第513章 「这一剑叫『归去』。」

    “真正的剑。不是你们下界那种劈柴砍菜的剑,是上古的剑意。一剑出,天地变色,鬼神皆惊。”
    李寒风沉默了。
    “学。”
    铁灰剑身亮了一下。
    “那就学。但本座丑话说在前头,本座脾气不好,教得不耐烦会骂人。你能不能扛住?”
    李寒风想了片刻。
    “那我不想被骂。”
    铁灰沉默了。
    剑身上的光暗了一瞬又亮了。
    “本座收回刚才那句话。你比本座想像的有意思。

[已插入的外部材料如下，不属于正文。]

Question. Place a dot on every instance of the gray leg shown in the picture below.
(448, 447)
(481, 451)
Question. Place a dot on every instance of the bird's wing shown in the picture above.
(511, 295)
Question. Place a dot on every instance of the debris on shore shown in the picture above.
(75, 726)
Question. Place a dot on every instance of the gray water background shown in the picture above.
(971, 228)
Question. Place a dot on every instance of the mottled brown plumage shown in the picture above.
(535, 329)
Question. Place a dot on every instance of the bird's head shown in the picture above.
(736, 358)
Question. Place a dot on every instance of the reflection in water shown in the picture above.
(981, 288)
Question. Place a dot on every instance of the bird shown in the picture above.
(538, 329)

”
    从那天起,李寒风每天多了一个任务。
    练剑。
    不是自己练,是铁灰带著他练。
    铁灰的剑灵没有实体,但它能通过剑身传递一种感觉。
    那种感觉很难形容,像有人握著他的手,带著他在剑刃上走了一遍。
    每一个动作,每一个角度,每一个发力的瞬间。
    铁灰的声音在他脑海里响起。
    “这一剑慢了。敌人的剑比你快的时候,你慢一瞬就是死。”
    “这一剑重了。剑不是越重越好,是越准越好。重剑无锋,大巧不工。你连巧都还没学会,谈什么不工。”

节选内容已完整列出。